Innovation hubs bring teaching technology into schools in developing countries

Executive Director of the United Nations Children’s Fund (UNICEF) Catherine Russell visited Finland and learned about the activities of the two UNICEF Global Innovation Hubs based in Helsinki. The Learning Innovation Hub and the Innovative Finance Hub were launched early this year.

Catherine Russell and Ville Skinnari discussed with stakeholders how learning technologies could facilitate quality education in developing countries. Photograph: MFA/Konsta Partanen

A roundtable of the Ministry for Foreign Affairs, UNICEF and Finnish bodies and companies in the education sector discussed how Finnish technological and social innovations could be harnessed in education and UNICEF’s work globally.

Minister for Development Cooperation and Foreign Trade Ville hosted the roundtable, and its participants included representatives from the Ministry of Education and Culture, Finnish National Agency for Education, City of Helsinki, Nokia, Fingo, Finnfund, and the education technology company Eduten.

More and more children can go to school but they do not learn basic skills

Executive Director of UNICEF Catherine Russell says that while nearly all children in the world start at school, more than 600 million children do not learn even basic skills at school. Russell emphasised that learning should be seen as an investment in the future and not just as an expense item.

Globally, the availability of new learning technologies and solutions is highly unequal. The education sectors in developing countries need help in incorporating successfully teaching technology into local schools.
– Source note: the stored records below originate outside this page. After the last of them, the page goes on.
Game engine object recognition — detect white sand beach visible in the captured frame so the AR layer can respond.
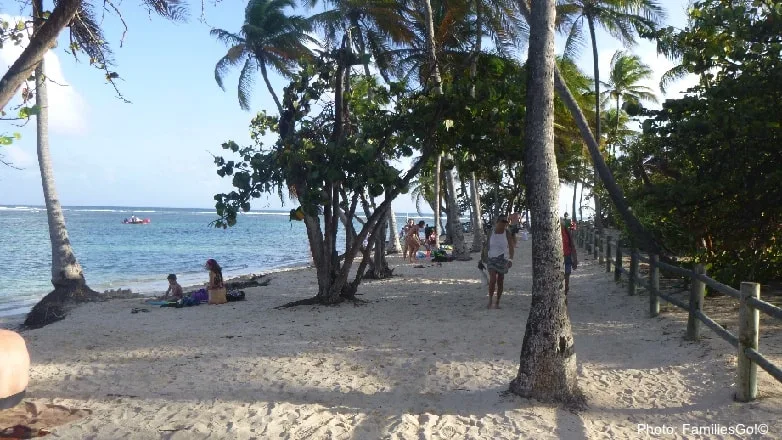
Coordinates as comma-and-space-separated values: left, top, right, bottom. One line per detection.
6, 241, 782, 439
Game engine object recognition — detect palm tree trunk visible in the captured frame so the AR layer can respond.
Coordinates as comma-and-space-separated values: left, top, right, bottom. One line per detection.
510, 0, 583, 403
424, 0, 443, 95
519, 0, 670, 255
587, 15, 603, 235
434, 153, 443, 248
258, 60, 282, 115
445, 156, 470, 261
25, 0, 94, 327
470, 173, 485, 252
571, 179, 578, 222
388, 208, 402, 254
0, 0, 82, 110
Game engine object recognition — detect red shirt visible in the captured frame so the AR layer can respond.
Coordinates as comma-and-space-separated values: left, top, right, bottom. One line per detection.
559, 226, 572, 257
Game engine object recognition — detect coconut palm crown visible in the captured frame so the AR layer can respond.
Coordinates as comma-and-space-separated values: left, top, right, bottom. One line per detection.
210, 0, 316, 113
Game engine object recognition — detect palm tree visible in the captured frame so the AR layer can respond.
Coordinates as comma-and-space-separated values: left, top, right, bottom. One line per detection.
510, 0, 583, 403
603, 50, 657, 156
209, 0, 315, 114
24, 0, 184, 328
557, 0, 665, 233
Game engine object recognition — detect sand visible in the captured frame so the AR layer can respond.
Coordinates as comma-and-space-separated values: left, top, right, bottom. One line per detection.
6, 237, 782, 439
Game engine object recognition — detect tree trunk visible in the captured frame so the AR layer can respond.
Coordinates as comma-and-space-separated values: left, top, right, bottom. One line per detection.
424, 0, 443, 95
586, 15, 603, 235
25, 0, 95, 328
434, 153, 443, 248
258, 60, 282, 115
570, 179, 578, 222
510, 0, 583, 404
519, 0, 670, 255
470, 173, 485, 252
0, 0, 82, 110
445, 156, 471, 261
388, 208, 402, 254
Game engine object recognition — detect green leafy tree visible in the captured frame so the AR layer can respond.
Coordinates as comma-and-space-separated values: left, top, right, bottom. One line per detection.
510, 0, 583, 404
557, 0, 665, 233
210, 0, 315, 114
625, 0, 782, 286
215, 48, 438, 304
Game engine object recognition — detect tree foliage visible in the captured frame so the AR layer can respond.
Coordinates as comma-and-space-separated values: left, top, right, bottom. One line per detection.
624, 0, 782, 285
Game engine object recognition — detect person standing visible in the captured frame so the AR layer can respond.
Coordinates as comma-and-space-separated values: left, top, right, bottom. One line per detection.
204, 258, 228, 304
481, 215, 516, 309
559, 220, 578, 295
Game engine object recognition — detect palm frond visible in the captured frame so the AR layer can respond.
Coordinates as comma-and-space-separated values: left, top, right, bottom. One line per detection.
142, 0, 188, 21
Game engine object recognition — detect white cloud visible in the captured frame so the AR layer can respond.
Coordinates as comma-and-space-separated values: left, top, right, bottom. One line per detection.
0, 14, 87, 135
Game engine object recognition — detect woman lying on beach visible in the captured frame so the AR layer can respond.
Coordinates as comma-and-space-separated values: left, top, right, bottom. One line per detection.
204, 258, 228, 304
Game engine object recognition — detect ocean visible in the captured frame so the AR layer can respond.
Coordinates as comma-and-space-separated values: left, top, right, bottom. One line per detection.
0, 206, 431, 316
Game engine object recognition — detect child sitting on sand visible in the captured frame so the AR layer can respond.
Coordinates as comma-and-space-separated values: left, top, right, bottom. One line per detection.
166, 273, 184, 299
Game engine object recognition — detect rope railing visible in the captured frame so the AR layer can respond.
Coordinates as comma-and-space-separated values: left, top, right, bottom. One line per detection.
576, 226, 782, 402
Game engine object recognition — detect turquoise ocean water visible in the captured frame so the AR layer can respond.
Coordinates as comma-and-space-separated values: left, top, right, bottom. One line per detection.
0, 206, 431, 316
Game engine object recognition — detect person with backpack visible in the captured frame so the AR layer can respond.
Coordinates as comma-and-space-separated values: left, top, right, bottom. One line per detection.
478, 215, 516, 309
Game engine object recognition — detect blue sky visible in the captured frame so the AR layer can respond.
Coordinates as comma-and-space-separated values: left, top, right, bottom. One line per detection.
0, 0, 691, 212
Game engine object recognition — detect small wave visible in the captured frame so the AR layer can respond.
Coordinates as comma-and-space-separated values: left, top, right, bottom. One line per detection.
0, 206, 43, 212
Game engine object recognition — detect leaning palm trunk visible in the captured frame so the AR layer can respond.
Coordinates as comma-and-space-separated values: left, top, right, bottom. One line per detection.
587, 15, 603, 235
388, 208, 402, 254
445, 156, 470, 260
25, 25, 95, 328
519, 0, 670, 255
510, 0, 583, 403
470, 173, 484, 252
Both the public and private sectors are involved in the Global Innovation Hubs in Finland. The Learning Innovation Hub aims to distribute digital learning solutions to UNICEF partner countries and is working to develop the teaching of mathematics together with Eduten, among other initiatives. A partnership is also being planned with the Finnish Centre of Expertise in Education and Development (FinCEED) of the Finnish National Agency for Education.

The Innovative Finance Hub focuses on finding ways to influence the financial markets so that investments could be used to promote children’s rights. For example, the Hub can develop funds together with both institutional and private investors and find new ways of fundraising. The Hub’s experts are also supporting UNICEF’s work in the education sector.

Finland and UNICEF have been promoting innovation cooperation already for many years. Finland’s core funding to UNICEF was EUR 7 million last year. Of that sum, EUR 1.5 million was paid to innovations funds.